Novel: Billy Moon by Douglas Lain

February 16, 2015

Reading Douglas Lain’s Billy Moon (2013) is like stepping into a weird dream. It’s a quirky, surreal alternate history that reimagines the past of Christopher Milne (aka “Billy Moon”), the son of author A.A. Milne and the basis for Christopher Robin in the Winnie the Pooh books. In the fifties and sixties, Christopher has grown up to resent his father’s co-opting of his childhood, so much so that he tries not to carry the Pooh books in his own bookshop. Christopher’s simple English life is ultimately disrupted when a radical French student named Gerrard, who possesses the strange ability to see into the past and the future, invites him to Paris in the spring of 1968. Christopher arrives just in time to witness, and participate in, the civic unrest surrounding protest of the de Gaulle regime, a volatile period that transformed French history.

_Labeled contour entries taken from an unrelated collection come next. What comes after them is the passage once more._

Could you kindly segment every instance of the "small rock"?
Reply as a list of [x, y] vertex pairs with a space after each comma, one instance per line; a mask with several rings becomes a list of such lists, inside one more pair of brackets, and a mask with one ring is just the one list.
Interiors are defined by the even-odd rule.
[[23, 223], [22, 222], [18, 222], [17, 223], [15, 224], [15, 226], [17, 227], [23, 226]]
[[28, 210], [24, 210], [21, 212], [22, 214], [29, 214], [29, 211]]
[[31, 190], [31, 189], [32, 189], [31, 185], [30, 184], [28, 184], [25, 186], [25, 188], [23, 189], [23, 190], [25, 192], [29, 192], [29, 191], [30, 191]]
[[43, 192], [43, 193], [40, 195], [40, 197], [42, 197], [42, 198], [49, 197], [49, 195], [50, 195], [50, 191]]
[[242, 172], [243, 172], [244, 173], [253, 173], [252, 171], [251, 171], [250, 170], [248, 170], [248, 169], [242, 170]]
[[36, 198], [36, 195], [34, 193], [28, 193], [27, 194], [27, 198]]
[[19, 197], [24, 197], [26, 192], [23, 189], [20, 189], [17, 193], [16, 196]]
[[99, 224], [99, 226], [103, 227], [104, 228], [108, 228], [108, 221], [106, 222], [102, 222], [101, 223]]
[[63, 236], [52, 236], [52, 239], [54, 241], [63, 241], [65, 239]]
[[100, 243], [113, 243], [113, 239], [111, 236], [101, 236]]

Reading a novel often feels like immersing oneself in another person’s passions, and I felt that particularly strongly while reading Billy Moon, an amusing, dream-like reimagination of a past about which I knew very little. While the plot is slow to develop, the individual scenes and sentences carried me through, full of Lain’s trademark comic vision and left-turns into the unexpected. Eventually, the storylines of Christopher, Gerrard, and another French student, Natalie, converge in the explosive upheavals of May 1968. It’s here that the story comes together thematically, as Christopher’s quiet desire for simple comforts comes into conflict with the revolutionary discontent of the protest movement in Paris. This seems the crux of Lain’s interest, for while the novel is a surreal entertainment on one level — sort of like reading a baffling but charming French New Wave film — it’s also a political novel that uses its obscure subject matter as a window onto contemporary complacency in the face of need for change that never seems to come.

Lain’s short fiction has often delighted me for its humor, inventiveness, and unpredictability, but Billy Moon was even more unexpected: an ambitious, thoughtful, and peculiar literary fantasy. Its quiet narrative meanders and explores, but ultimately adds up to something that resonates beyond the page.